Algérie : Pénurie d’ingénieurs en génie biomédical au pays des chômeurs

Redaction

En Algérie, seule une centaine d’étudiants en médecine quittent chaque année l’université le diplôme d’ingénieur en génie biomédical en poche. Pire, la majorité d’entre eux ne trouve pas d’emploi n’étant pas autorisés à exercer dans les hôpitaux publics, pour des raisons administratives. Une incohérence regrettable dans un pays où la secteur hospitalier est en panne.

Métier méconnu du grand public, l’ingénieur biomédical est un poste clef puisque c’est lui qui est chargé de superviser l’équipe de techniciens dans l’achat, l’optimisation et le fonctionnement des équipements médicaux, depuis le petit matériel (seringues électriques) jusqu’au plus lourd (scanners, IRM etc.). « L’une des solutions pour améliorer le secteur de la santé publique en Algérie c’est de donner à l’ingénieur biomédical toute son importance. Dans certains hôpitaux, le matériel et les équipements sont là mais personne ne sait s’en servir », déplore Dr Salim Kerai, chef de département de génie biomédical à l’université Abou Bakr Belkaïd à Tlemcen, dans les allées du Salon international de l’expertise hospitalière, qui se tient jusqu’à ce samedi 11 avril à la Foire d’Alger.

Du matériel médical non exploité … faute d’utilisateurs formés

À ses côtés, l’un de ses étudiants en master estime que, pour une qualité et une sécurité des soins optimales, les directeurs d’hôpitaux ne peuvent pas se passer des ingénieurs en génie biomédical. « C’est lui qui connaît les besoins de son centre hospitalier et sait ce qui se fait le mieux sur le marché en terme de rapport qualité/prix. Il est donc plus disposé à négocier le coût d’achat d’un équipement. Et en temps de crise et de restriction budgétaire, son rôle est d’autant plus important », explique le futur ingénieur biomédical, originaire de la wilaya de Béchar. Il ajoute : « les hôpitaux ont également besoin d’un ingénieur en génie biomédical pour assurer le contrôle qualité des machines, surtout après une réparation. On évitera ainsi de faire passer une batterie d’examens à des patients sans être sûr de la fiabilité des résultats ».
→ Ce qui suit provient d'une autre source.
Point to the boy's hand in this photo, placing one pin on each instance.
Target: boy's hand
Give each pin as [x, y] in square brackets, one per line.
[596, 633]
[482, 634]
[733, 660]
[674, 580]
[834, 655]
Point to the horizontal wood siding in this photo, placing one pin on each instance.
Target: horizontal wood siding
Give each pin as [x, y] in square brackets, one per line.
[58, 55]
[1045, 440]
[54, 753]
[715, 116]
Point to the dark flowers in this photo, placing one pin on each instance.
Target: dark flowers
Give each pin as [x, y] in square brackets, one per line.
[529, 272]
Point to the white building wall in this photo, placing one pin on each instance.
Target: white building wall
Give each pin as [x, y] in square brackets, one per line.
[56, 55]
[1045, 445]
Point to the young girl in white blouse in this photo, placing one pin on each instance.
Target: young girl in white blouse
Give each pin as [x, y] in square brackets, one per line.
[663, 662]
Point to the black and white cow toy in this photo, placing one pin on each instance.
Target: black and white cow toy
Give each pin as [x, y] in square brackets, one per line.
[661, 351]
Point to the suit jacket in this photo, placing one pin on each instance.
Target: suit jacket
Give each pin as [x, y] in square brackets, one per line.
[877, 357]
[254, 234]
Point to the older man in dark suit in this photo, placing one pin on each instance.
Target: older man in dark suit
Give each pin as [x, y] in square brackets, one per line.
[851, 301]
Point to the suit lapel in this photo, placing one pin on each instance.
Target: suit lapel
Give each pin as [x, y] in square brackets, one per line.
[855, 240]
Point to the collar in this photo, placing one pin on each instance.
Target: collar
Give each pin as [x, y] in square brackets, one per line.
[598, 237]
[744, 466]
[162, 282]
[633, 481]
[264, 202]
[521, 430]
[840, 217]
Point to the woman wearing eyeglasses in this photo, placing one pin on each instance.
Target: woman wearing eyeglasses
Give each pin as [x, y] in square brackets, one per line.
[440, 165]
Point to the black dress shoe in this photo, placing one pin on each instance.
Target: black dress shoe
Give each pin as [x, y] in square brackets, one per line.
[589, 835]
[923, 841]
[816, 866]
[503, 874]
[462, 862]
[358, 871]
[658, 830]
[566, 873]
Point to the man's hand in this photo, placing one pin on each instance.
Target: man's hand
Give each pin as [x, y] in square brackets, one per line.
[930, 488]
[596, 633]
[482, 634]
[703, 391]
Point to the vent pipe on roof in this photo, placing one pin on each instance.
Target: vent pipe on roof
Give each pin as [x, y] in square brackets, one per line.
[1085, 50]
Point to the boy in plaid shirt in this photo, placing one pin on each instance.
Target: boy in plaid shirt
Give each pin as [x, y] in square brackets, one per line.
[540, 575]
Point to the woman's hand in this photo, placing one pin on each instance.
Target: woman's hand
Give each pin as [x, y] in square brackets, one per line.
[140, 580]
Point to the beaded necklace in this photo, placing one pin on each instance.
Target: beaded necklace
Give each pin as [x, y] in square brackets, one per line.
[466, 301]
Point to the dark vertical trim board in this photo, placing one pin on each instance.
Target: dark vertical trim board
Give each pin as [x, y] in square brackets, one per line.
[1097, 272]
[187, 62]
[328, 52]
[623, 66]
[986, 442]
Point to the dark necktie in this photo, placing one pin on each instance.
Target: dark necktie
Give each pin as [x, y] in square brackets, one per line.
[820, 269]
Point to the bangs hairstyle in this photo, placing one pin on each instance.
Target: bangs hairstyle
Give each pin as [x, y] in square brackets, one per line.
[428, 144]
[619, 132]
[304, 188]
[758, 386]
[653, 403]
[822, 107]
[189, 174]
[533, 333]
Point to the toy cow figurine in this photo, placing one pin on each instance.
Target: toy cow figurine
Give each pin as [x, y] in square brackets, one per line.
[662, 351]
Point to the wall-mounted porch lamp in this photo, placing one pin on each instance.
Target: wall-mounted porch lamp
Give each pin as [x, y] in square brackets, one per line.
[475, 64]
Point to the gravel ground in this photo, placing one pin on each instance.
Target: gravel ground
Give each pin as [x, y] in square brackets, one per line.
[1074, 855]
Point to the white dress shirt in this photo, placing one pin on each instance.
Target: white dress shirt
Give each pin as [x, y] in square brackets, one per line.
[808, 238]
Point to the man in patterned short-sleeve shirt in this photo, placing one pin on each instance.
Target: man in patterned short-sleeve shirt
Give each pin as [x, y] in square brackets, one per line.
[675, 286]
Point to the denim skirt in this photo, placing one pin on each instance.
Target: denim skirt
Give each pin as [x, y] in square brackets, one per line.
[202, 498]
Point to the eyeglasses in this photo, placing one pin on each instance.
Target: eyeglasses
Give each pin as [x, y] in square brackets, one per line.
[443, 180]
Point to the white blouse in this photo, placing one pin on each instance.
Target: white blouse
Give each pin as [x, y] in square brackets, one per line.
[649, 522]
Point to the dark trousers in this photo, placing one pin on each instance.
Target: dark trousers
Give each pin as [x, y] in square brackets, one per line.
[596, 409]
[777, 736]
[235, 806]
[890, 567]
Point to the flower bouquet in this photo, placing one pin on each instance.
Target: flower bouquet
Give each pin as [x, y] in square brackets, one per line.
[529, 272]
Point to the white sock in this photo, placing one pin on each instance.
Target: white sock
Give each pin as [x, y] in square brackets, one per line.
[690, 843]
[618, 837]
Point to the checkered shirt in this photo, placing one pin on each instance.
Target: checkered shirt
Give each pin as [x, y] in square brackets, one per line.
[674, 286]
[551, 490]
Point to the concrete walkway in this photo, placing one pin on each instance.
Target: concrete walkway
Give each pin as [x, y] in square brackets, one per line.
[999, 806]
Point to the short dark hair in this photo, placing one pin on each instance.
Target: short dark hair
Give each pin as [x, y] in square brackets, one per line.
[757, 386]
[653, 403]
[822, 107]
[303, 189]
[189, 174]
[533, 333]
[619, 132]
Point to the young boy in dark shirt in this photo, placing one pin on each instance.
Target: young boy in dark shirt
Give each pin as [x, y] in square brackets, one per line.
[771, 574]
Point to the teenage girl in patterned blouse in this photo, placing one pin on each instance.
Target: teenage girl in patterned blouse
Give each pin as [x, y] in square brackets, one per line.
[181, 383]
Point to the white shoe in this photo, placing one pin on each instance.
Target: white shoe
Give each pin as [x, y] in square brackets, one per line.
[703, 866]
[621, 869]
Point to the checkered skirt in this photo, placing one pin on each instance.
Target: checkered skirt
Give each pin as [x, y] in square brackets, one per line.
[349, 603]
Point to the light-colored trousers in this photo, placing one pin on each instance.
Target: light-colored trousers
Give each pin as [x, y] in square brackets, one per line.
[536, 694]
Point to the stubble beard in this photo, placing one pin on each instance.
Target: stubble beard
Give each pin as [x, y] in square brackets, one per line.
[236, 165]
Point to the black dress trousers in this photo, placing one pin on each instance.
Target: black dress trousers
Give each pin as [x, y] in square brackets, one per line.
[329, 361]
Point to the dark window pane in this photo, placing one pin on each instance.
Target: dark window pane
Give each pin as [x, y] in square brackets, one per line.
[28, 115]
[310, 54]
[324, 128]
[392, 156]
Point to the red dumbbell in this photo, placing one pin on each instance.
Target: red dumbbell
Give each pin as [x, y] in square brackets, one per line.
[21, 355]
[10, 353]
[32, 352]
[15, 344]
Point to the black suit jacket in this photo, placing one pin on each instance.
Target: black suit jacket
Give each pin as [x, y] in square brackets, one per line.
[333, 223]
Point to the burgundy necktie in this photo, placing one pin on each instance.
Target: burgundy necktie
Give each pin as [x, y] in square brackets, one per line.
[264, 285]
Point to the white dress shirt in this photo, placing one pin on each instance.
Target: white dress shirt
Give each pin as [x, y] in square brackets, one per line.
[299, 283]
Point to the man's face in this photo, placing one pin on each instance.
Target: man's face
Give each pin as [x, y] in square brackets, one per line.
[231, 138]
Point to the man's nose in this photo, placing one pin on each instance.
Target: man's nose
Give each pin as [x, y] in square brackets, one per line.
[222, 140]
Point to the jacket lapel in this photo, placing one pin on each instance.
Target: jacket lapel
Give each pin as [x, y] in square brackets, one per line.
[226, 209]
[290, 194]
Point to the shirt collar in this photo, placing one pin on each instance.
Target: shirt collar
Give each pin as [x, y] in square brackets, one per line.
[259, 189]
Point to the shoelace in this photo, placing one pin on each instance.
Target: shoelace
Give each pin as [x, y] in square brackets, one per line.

Mais l’Algérie boude encore cette spécialité. Dans tout le pays, seule université, en l’occurrence celle de Tlemcen, est habilitée par le ministère de la Santé pour former des ingénieurs en biomédical. En tout, seule une centaine d’étudiants sortent chaque année diplômés de cette filière. Soit deux nouveaux ingénieurs en génie biomédical par wilaya. C’est peu dans un pays malade de ses hôpitaux. Le cancer, deuxième cause de mortalité en Algérie, fait, pour rappel, plus de 45.000 nouveaux cas par an, dont 70% découverts à un stade avancé. Mais les patients diagnostiqués attendent en moyenne 6 mois pour obtenir un rendez-vous pour une radiothérapie.

Des ingénieurs au chômage

Malgré le besoin, les ingénieurs en génie biomédical peinent à trouver un emploi. Les premières promotions issues de l’université de Tlemcen font le bonheur des hôpitaux militaires, les autres sont réduites à la précarité, explique le responsable de la filière universitaire. « Leur insertion professionnelle est compliquée surtout dans le secteur public. Ils n’arrivent à trouver des postes que dans les hôpitaux militaires ou des pré-emplois dans les centres hospitaliers publics, qui ne correspondent malheureusement pas à leur compétence. Des étudiants en viennent alors à créer leurs propres boîtes « , précise Dr Salim Kerai. La raison ? La fonction publique algérienne ne prévoit pas de statut pour le poste d’ingénieur biomédical. « C’est vrai qu’il y a un paradoxe », reconnaît-on à l’Agence nationale de gestion des réalisations et de l’équipement des établissements de santé (AREES). « Mais on est en train d’arranger cela. On vient de se saisir du dossier », fait-on valoir.

Mercredi dernier, lors de l’inauguration du Salon international de l’expertise hospitalière, le ministre de la Santé, Mohamed Boudiaf, l’AREES et l’université de Tleemcen ont ainsi signé une convention pour aider les jeunes diplômés en génie biomédical à sortir de la précarité. « L’AREES s’engage à accompagner ces diplômés dans leur insertion professionnelle en les aidant à trouver un stage pratique dans une structure hospitalière. C’est un début », avance les organisateurs du Salon. Mais, sans une réforme administrative, créant un statut pour les ingénieurs biomédicaux, ces jeunes diplômés ne sont pas près de quitter le cercle vicieux de la précarité. Et le statu quo dans les hôpitaux publics risque de durer au grand damne des patients.